Our experience with the Liberian government is a good one to see top-down approaches working. Ministries of finance, labor, health, and education are all critical to the program’s success. This kind of thing needs to happen in other countries at a national level.
At the global level, one of the initiatives that has come up is the Pandemic Financing Facility from the World Bank and there’s the US-led Global Health Security Agenda. These are both important on the emergency front.
But I don’t think we can separate emergency response systems from everyday response systems. What we’ve learned from Ebola is that what we need in an emergency is an everyday system that can adapt and respond.
We received Ebola funding to help some 240 remote communities in Liberia. We initially trained them to provide Ebola-related skills, but after the epidemic subsided we’ve repurposed those workers to provide help with malaria, pneumonia, diarrhea, and pregnancy. Several weeks after the Ebola epidemic ended, there was a pertussis outbreak. It has a much lower mortality rate, but it’s also a vaccine-preventable disease. These groups picked up the outbreak within days, not months, and response was mobilized within days.
But will these community health workers be able to deal with a completely new disease which may be capable of becoming the next pandemic?
It’s possible. To detect the difference between someone who is sick and someone who isn’t is a skill. With proper training, health workers can know when to refer to a higher authority.
In Nigeria, they didn’t know that Ebola was laying on its shores, when the gentleman with the disease traveled to Lagos. But because they had invested in polio workers, in a very short time they were able to conduct thousands of home visits after the first few cases were caught. And those cases were caught in days—not months, like in Guinea. That kind of investment pays off.
To a large extent, changes to the health-care system in Liberia are happening because of the Ebola outbreak. Can other countries actually act without such a shock?
I fled the war in Liberia as a nine-year-old, and came back as medical student as a 24-year-old. We were left with 51 doctors to serve 4 million people. Many pledges were made, but health-care spending—despite Ebola—is nowhere near what it should be.
So, yes, we are much more likely to respond when we feel the tension, the pressure, the insecurity. The urgency becomes critical.
And, yet, we have so many immature deaths happening around the world that it should be enough reason for panic. I feel that we are not doing a good enough job in communicating to people about how our everyday crises add up.
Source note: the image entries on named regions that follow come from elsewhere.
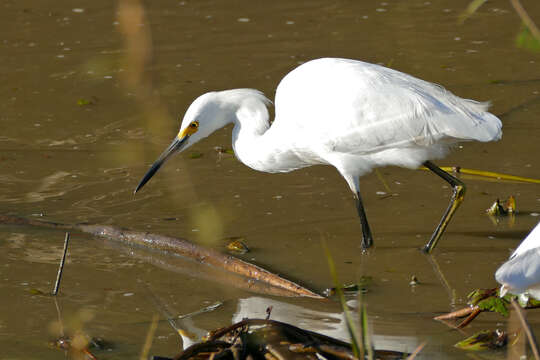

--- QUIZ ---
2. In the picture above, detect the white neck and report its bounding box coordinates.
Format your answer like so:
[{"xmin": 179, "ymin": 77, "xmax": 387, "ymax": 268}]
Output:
[{"xmin": 213, "ymin": 89, "xmax": 299, "ymax": 172}]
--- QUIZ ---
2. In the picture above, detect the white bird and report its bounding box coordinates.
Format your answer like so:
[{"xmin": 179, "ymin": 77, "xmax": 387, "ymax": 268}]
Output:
[
  {"xmin": 495, "ymin": 222, "xmax": 540, "ymax": 300},
  {"xmin": 135, "ymin": 58, "xmax": 502, "ymax": 252}
]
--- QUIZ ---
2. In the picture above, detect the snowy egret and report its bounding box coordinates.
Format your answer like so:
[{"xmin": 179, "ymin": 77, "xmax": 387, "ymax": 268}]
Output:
[
  {"xmin": 495, "ymin": 222, "xmax": 540, "ymax": 300},
  {"xmin": 135, "ymin": 58, "xmax": 502, "ymax": 252}
]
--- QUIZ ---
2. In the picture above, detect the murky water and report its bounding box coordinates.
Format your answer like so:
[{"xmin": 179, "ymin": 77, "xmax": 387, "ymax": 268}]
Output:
[{"xmin": 0, "ymin": 0, "xmax": 540, "ymax": 359}]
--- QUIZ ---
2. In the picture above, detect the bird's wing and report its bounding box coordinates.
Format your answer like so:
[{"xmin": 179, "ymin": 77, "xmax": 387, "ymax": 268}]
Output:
[
  {"xmin": 276, "ymin": 59, "xmax": 501, "ymax": 154},
  {"xmin": 495, "ymin": 248, "xmax": 540, "ymax": 293}
]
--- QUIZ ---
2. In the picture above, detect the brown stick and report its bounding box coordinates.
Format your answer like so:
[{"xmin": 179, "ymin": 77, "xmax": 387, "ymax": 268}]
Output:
[
  {"xmin": 0, "ymin": 215, "xmax": 324, "ymax": 299},
  {"xmin": 52, "ymin": 232, "xmax": 69, "ymax": 296},
  {"xmin": 456, "ymin": 306, "xmax": 482, "ymax": 329},
  {"xmin": 433, "ymin": 306, "xmax": 475, "ymax": 320}
]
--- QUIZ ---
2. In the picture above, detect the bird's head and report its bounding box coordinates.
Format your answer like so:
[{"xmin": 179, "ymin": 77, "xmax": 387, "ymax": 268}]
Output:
[{"xmin": 135, "ymin": 92, "xmax": 232, "ymax": 193}]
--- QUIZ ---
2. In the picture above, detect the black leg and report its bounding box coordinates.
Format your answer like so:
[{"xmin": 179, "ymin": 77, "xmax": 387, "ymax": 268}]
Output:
[
  {"xmin": 355, "ymin": 192, "xmax": 373, "ymax": 249},
  {"xmin": 423, "ymin": 161, "xmax": 465, "ymax": 254}
]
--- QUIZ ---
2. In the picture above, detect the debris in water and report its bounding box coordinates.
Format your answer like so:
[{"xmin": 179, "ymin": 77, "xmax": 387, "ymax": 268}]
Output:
[
  {"xmin": 454, "ymin": 329, "xmax": 508, "ymax": 351},
  {"xmin": 227, "ymin": 237, "xmax": 249, "ymax": 254}
]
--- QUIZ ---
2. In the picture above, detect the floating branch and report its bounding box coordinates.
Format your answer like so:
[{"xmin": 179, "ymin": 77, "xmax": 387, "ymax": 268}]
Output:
[
  {"xmin": 0, "ymin": 215, "xmax": 324, "ymax": 299},
  {"xmin": 52, "ymin": 232, "xmax": 69, "ymax": 296}
]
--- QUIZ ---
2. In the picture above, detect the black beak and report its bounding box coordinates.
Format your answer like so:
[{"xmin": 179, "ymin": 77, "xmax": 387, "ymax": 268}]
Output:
[{"xmin": 133, "ymin": 136, "xmax": 189, "ymax": 194}]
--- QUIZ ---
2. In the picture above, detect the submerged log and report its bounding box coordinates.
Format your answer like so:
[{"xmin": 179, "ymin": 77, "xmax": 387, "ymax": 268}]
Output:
[{"xmin": 0, "ymin": 215, "xmax": 324, "ymax": 299}]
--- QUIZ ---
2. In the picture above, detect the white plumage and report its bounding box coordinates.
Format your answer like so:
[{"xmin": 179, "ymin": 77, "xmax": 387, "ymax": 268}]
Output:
[
  {"xmin": 495, "ymin": 223, "xmax": 540, "ymax": 300},
  {"xmin": 136, "ymin": 58, "xmax": 502, "ymax": 252}
]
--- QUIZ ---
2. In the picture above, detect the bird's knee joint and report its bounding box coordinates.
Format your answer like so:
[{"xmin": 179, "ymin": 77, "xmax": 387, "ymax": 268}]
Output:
[{"xmin": 454, "ymin": 184, "xmax": 466, "ymax": 201}]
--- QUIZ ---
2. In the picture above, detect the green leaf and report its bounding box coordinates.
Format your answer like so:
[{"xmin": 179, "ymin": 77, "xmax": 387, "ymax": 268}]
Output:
[
  {"xmin": 476, "ymin": 296, "xmax": 509, "ymax": 316},
  {"xmin": 516, "ymin": 24, "xmax": 540, "ymax": 52}
]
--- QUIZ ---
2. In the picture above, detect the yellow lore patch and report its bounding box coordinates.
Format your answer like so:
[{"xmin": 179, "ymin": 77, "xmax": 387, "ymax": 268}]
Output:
[{"xmin": 178, "ymin": 121, "xmax": 199, "ymax": 139}]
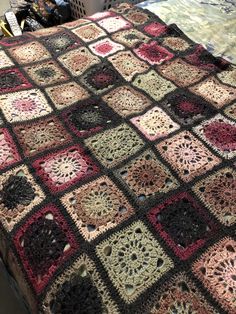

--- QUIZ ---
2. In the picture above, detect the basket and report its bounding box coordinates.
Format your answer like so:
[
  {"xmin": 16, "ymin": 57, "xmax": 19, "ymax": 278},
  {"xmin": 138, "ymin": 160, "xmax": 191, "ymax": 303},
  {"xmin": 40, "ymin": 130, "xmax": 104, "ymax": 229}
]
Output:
[{"xmin": 70, "ymin": 0, "xmax": 144, "ymax": 19}]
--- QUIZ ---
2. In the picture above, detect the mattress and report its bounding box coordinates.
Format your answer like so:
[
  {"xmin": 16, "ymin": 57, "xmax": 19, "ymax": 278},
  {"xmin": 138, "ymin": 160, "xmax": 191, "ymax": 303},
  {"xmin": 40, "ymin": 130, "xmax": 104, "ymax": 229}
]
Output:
[
  {"xmin": 0, "ymin": 4, "xmax": 236, "ymax": 314},
  {"xmin": 139, "ymin": 0, "xmax": 236, "ymax": 63}
]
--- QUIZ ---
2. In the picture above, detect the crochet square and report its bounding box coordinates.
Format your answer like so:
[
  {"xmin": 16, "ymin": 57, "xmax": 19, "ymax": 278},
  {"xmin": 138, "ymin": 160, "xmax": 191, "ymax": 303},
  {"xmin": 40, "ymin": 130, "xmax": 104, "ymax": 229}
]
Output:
[
  {"xmin": 189, "ymin": 76, "xmax": 236, "ymax": 109},
  {"xmin": 33, "ymin": 145, "xmax": 99, "ymax": 193},
  {"xmin": 156, "ymin": 131, "xmax": 221, "ymax": 182},
  {"xmin": 0, "ymin": 89, "xmax": 52, "ymax": 123},
  {"xmin": 8, "ymin": 41, "xmax": 51, "ymax": 65},
  {"xmin": 134, "ymin": 41, "xmax": 174, "ymax": 65},
  {"xmin": 0, "ymin": 165, "xmax": 45, "ymax": 232},
  {"xmin": 124, "ymin": 8, "xmax": 150, "ymax": 25},
  {"xmin": 133, "ymin": 70, "xmax": 176, "ymax": 101},
  {"xmin": 157, "ymin": 58, "xmax": 209, "ymax": 87},
  {"xmin": 60, "ymin": 19, "xmax": 91, "ymax": 29},
  {"xmin": 89, "ymin": 38, "xmax": 125, "ymax": 57},
  {"xmin": 24, "ymin": 60, "xmax": 68, "ymax": 86},
  {"xmin": 42, "ymin": 254, "xmax": 119, "ymax": 314},
  {"xmin": 72, "ymin": 23, "xmax": 106, "ymax": 43},
  {"xmin": 102, "ymin": 85, "xmax": 151, "ymax": 117},
  {"xmin": 98, "ymin": 16, "xmax": 132, "ymax": 33},
  {"xmin": 108, "ymin": 51, "xmax": 148, "ymax": 81},
  {"xmin": 130, "ymin": 106, "xmax": 179, "ymax": 141},
  {"xmin": 0, "ymin": 33, "xmax": 32, "ymax": 47},
  {"xmin": 42, "ymin": 30, "xmax": 82, "ymax": 55},
  {"xmin": 14, "ymin": 204, "xmax": 78, "ymax": 294},
  {"xmin": 0, "ymin": 68, "xmax": 32, "ymax": 95},
  {"xmin": 0, "ymin": 128, "xmax": 21, "ymax": 170},
  {"xmin": 85, "ymin": 123, "xmax": 144, "ymax": 168},
  {"xmin": 46, "ymin": 82, "xmax": 90, "ymax": 110},
  {"xmin": 31, "ymin": 27, "xmax": 61, "ymax": 38},
  {"xmin": 115, "ymin": 150, "xmax": 179, "ymax": 203},
  {"xmin": 81, "ymin": 63, "xmax": 122, "ymax": 94},
  {"xmin": 193, "ymin": 167, "xmax": 236, "ymax": 226},
  {"xmin": 162, "ymin": 90, "xmax": 216, "ymax": 125},
  {"xmin": 217, "ymin": 65, "xmax": 236, "ymax": 87},
  {"xmin": 61, "ymin": 176, "xmax": 134, "ymax": 241},
  {"xmin": 193, "ymin": 114, "xmax": 236, "ymax": 159},
  {"xmin": 13, "ymin": 116, "xmax": 71, "ymax": 156},
  {"xmin": 150, "ymin": 273, "xmax": 216, "ymax": 314},
  {"xmin": 96, "ymin": 221, "xmax": 174, "ymax": 303},
  {"xmin": 111, "ymin": 28, "xmax": 150, "ymax": 48},
  {"xmin": 58, "ymin": 47, "xmax": 100, "ymax": 76},
  {"xmin": 161, "ymin": 36, "xmax": 191, "ymax": 53},
  {"xmin": 88, "ymin": 11, "xmax": 115, "ymax": 21},
  {"xmin": 143, "ymin": 22, "xmax": 168, "ymax": 37},
  {"xmin": 224, "ymin": 102, "xmax": 236, "ymax": 120},
  {"xmin": 192, "ymin": 238, "xmax": 236, "ymax": 313},
  {"xmin": 148, "ymin": 192, "xmax": 216, "ymax": 260},
  {"xmin": 0, "ymin": 50, "xmax": 14, "ymax": 69},
  {"xmin": 62, "ymin": 98, "xmax": 119, "ymax": 137},
  {"xmin": 184, "ymin": 45, "xmax": 227, "ymax": 72}
]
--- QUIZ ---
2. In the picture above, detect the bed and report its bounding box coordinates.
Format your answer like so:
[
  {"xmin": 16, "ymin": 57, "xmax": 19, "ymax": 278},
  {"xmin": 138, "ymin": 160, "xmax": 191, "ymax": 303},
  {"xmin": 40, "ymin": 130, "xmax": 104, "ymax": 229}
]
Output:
[{"xmin": 0, "ymin": 0, "xmax": 236, "ymax": 314}]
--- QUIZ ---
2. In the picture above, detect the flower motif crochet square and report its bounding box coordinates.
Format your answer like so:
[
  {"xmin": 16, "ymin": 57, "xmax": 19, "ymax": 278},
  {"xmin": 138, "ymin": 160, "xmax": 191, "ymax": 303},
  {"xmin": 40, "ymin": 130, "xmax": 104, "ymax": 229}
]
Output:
[
  {"xmin": 8, "ymin": 41, "xmax": 51, "ymax": 65},
  {"xmin": 157, "ymin": 58, "xmax": 209, "ymax": 87},
  {"xmin": 108, "ymin": 51, "xmax": 148, "ymax": 81},
  {"xmin": 143, "ymin": 22, "xmax": 168, "ymax": 37},
  {"xmin": 193, "ymin": 114, "xmax": 236, "ymax": 159},
  {"xmin": 33, "ymin": 145, "xmax": 99, "ymax": 193},
  {"xmin": 115, "ymin": 150, "xmax": 179, "ymax": 203},
  {"xmin": 46, "ymin": 82, "xmax": 90, "ymax": 110},
  {"xmin": 130, "ymin": 106, "xmax": 179, "ymax": 141},
  {"xmin": 189, "ymin": 77, "xmax": 236, "ymax": 109},
  {"xmin": 62, "ymin": 99, "xmax": 119, "ymax": 137},
  {"xmin": 162, "ymin": 90, "xmax": 216, "ymax": 125},
  {"xmin": 0, "ymin": 128, "xmax": 21, "ymax": 170},
  {"xmin": 42, "ymin": 30, "xmax": 82, "ymax": 55},
  {"xmin": 85, "ymin": 123, "xmax": 144, "ymax": 168},
  {"xmin": 0, "ymin": 68, "xmax": 32, "ymax": 95},
  {"xmin": 103, "ymin": 85, "xmax": 151, "ymax": 117},
  {"xmin": 0, "ymin": 89, "xmax": 52, "ymax": 123},
  {"xmin": 58, "ymin": 47, "xmax": 100, "ymax": 76},
  {"xmin": 42, "ymin": 254, "xmax": 120, "ymax": 314},
  {"xmin": 98, "ymin": 16, "xmax": 132, "ymax": 33},
  {"xmin": 89, "ymin": 38, "xmax": 125, "ymax": 57},
  {"xmin": 149, "ymin": 273, "xmax": 216, "ymax": 314},
  {"xmin": 0, "ymin": 50, "xmax": 14, "ymax": 69},
  {"xmin": 133, "ymin": 70, "xmax": 176, "ymax": 101},
  {"xmin": 192, "ymin": 238, "xmax": 236, "ymax": 313},
  {"xmin": 61, "ymin": 176, "xmax": 134, "ymax": 241},
  {"xmin": 13, "ymin": 204, "xmax": 78, "ymax": 294},
  {"xmin": 0, "ymin": 165, "xmax": 45, "ymax": 232},
  {"xmin": 193, "ymin": 168, "xmax": 236, "ymax": 226},
  {"xmin": 224, "ymin": 102, "xmax": 236, "ymax": 121},
  {"xmin": 111, "ymin": 28, "xmax": 150, "ymax": 48},
  {"xmin": 96, "ymin": 221, "xmax": 174, "ymax": 303},
  {"xmin": 148, "ymin": 192, "xmax": 217, "ymax": 260},
  {"xmin": 24, "ymin": 60, "xmax": 68, "ymax": 86},
  {"xmin": 134, "ymin": 41, "xmax": 174, "ymax": 65},
  {"xmin": 72, "ymin": 23, "xmax": 106, "ymax": 43},
  {"xmin": 81, "ymin": 63, "xmax": 122, "ymax": 95},
  {"xmin": 156, "ymin": 131, "xmax": 221, "ymax": 182},
  {"xmin": 14, "ymin": 116, "xmax": 71, "ymax": 156}
]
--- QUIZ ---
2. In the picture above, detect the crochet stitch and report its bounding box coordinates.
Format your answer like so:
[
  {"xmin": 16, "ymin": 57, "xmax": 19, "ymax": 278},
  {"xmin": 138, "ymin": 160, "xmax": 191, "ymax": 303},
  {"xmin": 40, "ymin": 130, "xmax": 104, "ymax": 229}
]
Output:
[{"xmin": 0, "ymin": 4, "xmax": 236, "ymax": 314}]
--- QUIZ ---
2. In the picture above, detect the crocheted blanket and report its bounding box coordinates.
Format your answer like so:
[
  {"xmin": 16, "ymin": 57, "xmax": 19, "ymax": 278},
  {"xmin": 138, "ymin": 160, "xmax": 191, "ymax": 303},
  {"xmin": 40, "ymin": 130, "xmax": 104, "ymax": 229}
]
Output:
[{"xmin": 0, "ymin": 4, "xmax": 236, "ymax": 314}]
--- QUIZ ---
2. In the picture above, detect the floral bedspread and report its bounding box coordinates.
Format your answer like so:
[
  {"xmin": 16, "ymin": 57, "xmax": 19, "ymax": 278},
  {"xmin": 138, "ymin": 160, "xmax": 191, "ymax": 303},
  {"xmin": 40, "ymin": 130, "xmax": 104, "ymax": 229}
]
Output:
[{"xmin": 140, "ymin": 0, "xmax": 236, "ymax": 63}]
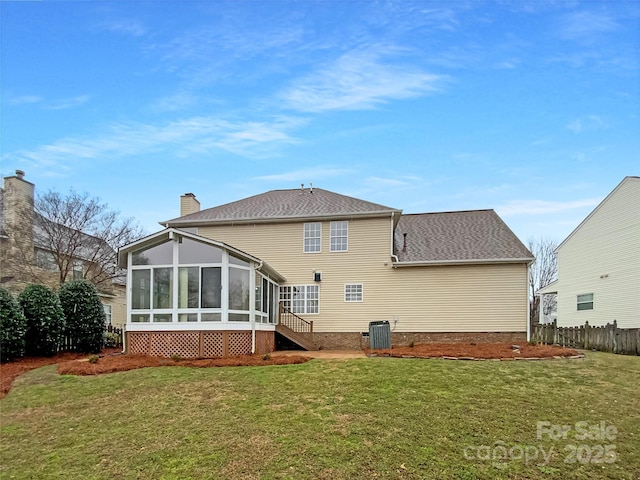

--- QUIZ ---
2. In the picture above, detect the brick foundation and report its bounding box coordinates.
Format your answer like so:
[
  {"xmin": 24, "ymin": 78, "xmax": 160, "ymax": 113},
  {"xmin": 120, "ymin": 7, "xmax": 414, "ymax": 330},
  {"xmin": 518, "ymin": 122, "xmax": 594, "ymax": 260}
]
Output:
[
  {"xmin": 126, "ymin": 330, "xmax": 275, "ymax": 358},
  {"xmin": 313, "ymin": 332, "xmax": 527, "ymax": 350}
]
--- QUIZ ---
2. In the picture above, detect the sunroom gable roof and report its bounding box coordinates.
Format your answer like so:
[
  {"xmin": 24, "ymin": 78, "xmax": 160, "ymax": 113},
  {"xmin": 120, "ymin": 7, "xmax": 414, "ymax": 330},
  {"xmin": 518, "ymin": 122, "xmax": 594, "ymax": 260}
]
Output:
[{"xmin": 118, "ymin": 228, "xmax": 285, "ymax": 282}]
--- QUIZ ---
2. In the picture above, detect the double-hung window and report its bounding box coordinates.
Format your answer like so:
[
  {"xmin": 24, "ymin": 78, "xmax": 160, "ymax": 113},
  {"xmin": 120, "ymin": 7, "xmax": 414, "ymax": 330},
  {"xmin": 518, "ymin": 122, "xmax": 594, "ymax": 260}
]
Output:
[
  {"xmin": 304, "ymin": 222, "xmax": 322, "ymax": 253},
  {"xmin": 344, "ymin": 283, "xmax": 362, "ymax": 302},
  {"xmin": 280, "ymin": 285, "xmax": 320, "ymax": 314},
  {"xmin": 577, "ymin": 293, "xmax": 593, "ymax": 310},
  {"xmin": 330, "ymin": 221, "xmax": 349, "ymax": 252}
]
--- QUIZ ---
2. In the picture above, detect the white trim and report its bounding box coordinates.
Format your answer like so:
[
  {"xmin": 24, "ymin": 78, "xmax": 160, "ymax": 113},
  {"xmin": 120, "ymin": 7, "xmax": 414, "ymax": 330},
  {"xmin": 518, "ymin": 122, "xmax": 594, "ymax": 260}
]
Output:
[
  {"xmin": 342, "ymin": 282, "xmax": 364, "ymax": 303},
  {"xmin": 393, "ymin": 257, "xmax": 534, "ymax": 267},
  {"xmin": 160, "ymin": 209, "xmax": 402, "ymax": 228},
  {"xmin": 302, "ymin": 222, "xmax": 322, "ymax": 253},
  {"xmin": 127, "ymin": 322, "xmax": 276, "ymax": 332},
  {"xmin": 329, "ymin": 220, "xmax": 349, "ymax": 253}
]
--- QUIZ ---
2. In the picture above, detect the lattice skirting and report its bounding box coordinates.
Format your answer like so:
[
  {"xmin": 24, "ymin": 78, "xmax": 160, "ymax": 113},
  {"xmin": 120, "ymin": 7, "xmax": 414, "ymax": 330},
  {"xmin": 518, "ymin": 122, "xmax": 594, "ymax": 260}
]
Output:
[{"xmin": 126, "ymin": 331, "xmax": 275, "ymax": 358}]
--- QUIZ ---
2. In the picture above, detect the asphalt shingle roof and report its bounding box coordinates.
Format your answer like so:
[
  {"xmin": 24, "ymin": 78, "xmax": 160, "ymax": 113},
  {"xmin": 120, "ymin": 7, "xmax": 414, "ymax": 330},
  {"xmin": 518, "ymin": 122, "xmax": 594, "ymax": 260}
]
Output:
[
  {"xmin": 161, "ymin": 188, "xmax": 400, "ymax": 226},
  {"xmin": 394, "ymin": 210, "xmax": 533, "ymax": 262}
]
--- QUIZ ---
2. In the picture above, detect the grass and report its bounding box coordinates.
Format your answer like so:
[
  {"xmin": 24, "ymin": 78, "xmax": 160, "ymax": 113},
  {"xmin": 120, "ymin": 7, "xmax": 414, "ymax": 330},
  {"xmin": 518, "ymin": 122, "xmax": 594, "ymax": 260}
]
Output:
[{"xmin": 0, "ymin": 352, "xmax": 640, "ymax": 480}]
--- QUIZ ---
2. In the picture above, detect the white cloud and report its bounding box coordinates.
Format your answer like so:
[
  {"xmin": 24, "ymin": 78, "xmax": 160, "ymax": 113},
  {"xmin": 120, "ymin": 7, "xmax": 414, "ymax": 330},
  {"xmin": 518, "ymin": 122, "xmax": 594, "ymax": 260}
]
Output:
[
  {"xmin": 281, "ymin": 51, "xmax": 446, "ymax": 112},
  {"xmin": 496, "ymin": 198, "xmax": 602, "ymax": 217},
  {"xmin": 7, "ymin": 95, "xmax": 42, "ymax": 105},
  {"xmin": 3, "ymin": 117, "xmax": 302, "ymax": 169},
  {"xmin": 559, "ymin": 11, "xmax": 619, "ymax": 43},
  {"xmin": 253, "ymin": 166, "xmax": 354, "ymax": 183},
  {"xmin": 100, "ymin": 19, "xmax": 147, "ymax": 37},
  {"xmin": 566, "ymin": 115, "xmax": 608, "ymax": 133},
  {"xmin": 45, "ymin": 95, "xmax": 91, "ymax": 110}
]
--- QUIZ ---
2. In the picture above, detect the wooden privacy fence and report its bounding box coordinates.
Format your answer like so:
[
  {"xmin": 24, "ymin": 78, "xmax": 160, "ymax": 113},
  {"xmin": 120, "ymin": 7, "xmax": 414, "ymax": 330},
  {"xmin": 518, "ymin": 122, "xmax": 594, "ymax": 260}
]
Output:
[{"xmin": 531, "ymin": 320, "xmax": 640, "ymax": 355}]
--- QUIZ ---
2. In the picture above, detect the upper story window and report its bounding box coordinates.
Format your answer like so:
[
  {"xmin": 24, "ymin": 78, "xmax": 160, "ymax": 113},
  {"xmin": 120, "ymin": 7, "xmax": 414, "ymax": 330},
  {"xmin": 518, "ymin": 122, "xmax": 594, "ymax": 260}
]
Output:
[
  {"xmin": 304, "ymin": 222, "xmax": 322, "ymax": 253},
  {"xmin": 344, "ymin": 283, "xmax": 362, "ymax": 302},
  {"xmin": 331, "ymin": 221, "xmax": 349, "ymax": 252},
  {"xmin": 577, "ymin": 293, "xmax": 593, "ymax": 310}
]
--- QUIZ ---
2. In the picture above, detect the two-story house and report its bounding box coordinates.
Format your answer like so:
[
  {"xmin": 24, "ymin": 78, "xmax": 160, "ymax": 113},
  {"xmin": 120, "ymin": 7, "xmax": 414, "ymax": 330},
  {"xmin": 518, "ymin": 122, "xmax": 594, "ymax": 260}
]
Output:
[
  {"xmin": 538, "ymin": 176, "xmax": 640, "ymax": 328},
  {"xmin": 120, "ymin": 188, "xmax": 533, "ymax": 356},
  {"xmin": 0, "ymin": 170, "xmax": 126, "ymax": 327}
]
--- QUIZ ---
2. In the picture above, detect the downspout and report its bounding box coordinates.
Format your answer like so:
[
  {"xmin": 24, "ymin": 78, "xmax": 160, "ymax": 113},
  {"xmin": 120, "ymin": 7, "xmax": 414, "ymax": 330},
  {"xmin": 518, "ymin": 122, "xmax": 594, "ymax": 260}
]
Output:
[
  {"xmin": 391, "ymin": 212, "xmax": 400, "ymax": 263},
  {"xmin": 251, "ymin": 260, "xmax": 264, "ymax": 355},
  {"xmin": 527, "ymin": 262, "xmax": 536, "ymax": 343}
]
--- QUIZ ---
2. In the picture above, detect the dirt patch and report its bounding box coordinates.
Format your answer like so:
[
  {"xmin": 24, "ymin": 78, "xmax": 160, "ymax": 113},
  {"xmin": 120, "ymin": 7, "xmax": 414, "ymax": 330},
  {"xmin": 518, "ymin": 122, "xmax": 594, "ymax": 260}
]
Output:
[
  {"xmin": 366, "ymin": 343, "xmax": 580, "ymax": 360},
  {"xmin": 57, "ymin": 355, "xmax": 311, "ymax": 375},
  {"xmin": 0, "ymin": 348, "xmax": 311, "ymax": 398},
  {"xmin": 0, "ymin": 348, "xmax": 120, "ymax": 398}
]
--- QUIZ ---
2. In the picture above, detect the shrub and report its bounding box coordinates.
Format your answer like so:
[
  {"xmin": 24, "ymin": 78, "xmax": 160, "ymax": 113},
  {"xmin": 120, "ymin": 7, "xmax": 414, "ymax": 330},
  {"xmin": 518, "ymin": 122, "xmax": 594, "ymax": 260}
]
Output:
[
  {"xmin": 60, "ymin": 280, "xmax": 105, "ymax": 353},
  {"xmin": 0, "ymin": 288, "xmax": 27, "ymax": 362},
  {"xmin": 18, "ymin": 285, "xmax": 65, "ymax": 357}
]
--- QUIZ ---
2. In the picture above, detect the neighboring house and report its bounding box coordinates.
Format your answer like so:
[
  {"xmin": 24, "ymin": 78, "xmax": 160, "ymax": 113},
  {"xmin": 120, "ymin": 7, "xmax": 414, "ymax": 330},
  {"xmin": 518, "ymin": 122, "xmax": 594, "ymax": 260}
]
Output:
[
  {"xmin": 538, "ymin": 177, "xmax": 640, "ymax": 328},
  {"xmin": 120, "ymin": 188, "xmax": 533, "ymax": 353},
  {"xmin": 0, "ymin": 170, "xmax": 126, "ymax": 327}
]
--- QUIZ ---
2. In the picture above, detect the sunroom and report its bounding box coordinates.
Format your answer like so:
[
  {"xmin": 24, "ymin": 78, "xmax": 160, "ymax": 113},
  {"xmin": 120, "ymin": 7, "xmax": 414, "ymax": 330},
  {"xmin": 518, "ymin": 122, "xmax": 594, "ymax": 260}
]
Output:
[{"xmin": 118, "ymin": 228, "xmax": 284, "ymax": 358}]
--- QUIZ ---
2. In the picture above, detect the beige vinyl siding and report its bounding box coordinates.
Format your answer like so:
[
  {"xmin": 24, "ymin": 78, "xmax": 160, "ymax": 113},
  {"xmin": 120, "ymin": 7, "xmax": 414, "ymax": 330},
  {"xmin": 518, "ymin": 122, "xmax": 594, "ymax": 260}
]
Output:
[
  {"xmin": 558, "ymin": 178, "xmax": 640, "ymax": 328},
  {"xmin": 381, "ymin": 264, "xmax": 528, "ymax": 332},
  {"xmin": 199, "ymin": 216, "xmax": 527, "ymax": 332}
]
Where we’ve found success is when decision makers are able to spend time with the communities that suffer. And we’ve also seen success in bundling of health services with other priorities. In Liberia, it was clear that rural communities needed more jobs. The unemployment rates there are above 85%. The program we’re putting in place solves two problems: it provides health care and creates jobs. So in places where we can align multiple interests, we are likely to see better results.
Here’s my favorite annoying question: Why in 2016 do we have to worry about not having a simple and straightforward strategy to preventing a global pandemic?
The headlines look bad at any given point, but the trend lines in global health are actually quite positive. We’ve cut child mortality in half between 1990 and 2015. We weren’t able to do that in decades prior.
Your question is an earnest one: how do we accelerate that progress and make sure it reaches everyone?
Our market-based society has a triple bias when it comes to rural, remote areas. The public sector doesn’t prioritize them because there’s not enough density of votes. The private sector doesn’t prioritize them because they don’t see market potential. Even the non-profit sector—which is supposed to step in when the public and private sectors fail—doesn’t prioritize these regions because they do not allow us to minimize our resource-spending per person. Those are brutal layers of economics.
We have to reshape the policies and metrics for the way we reach remote, rural areas. If we can do that, then we can take some of these trends in global health and push modern medicine to everyone.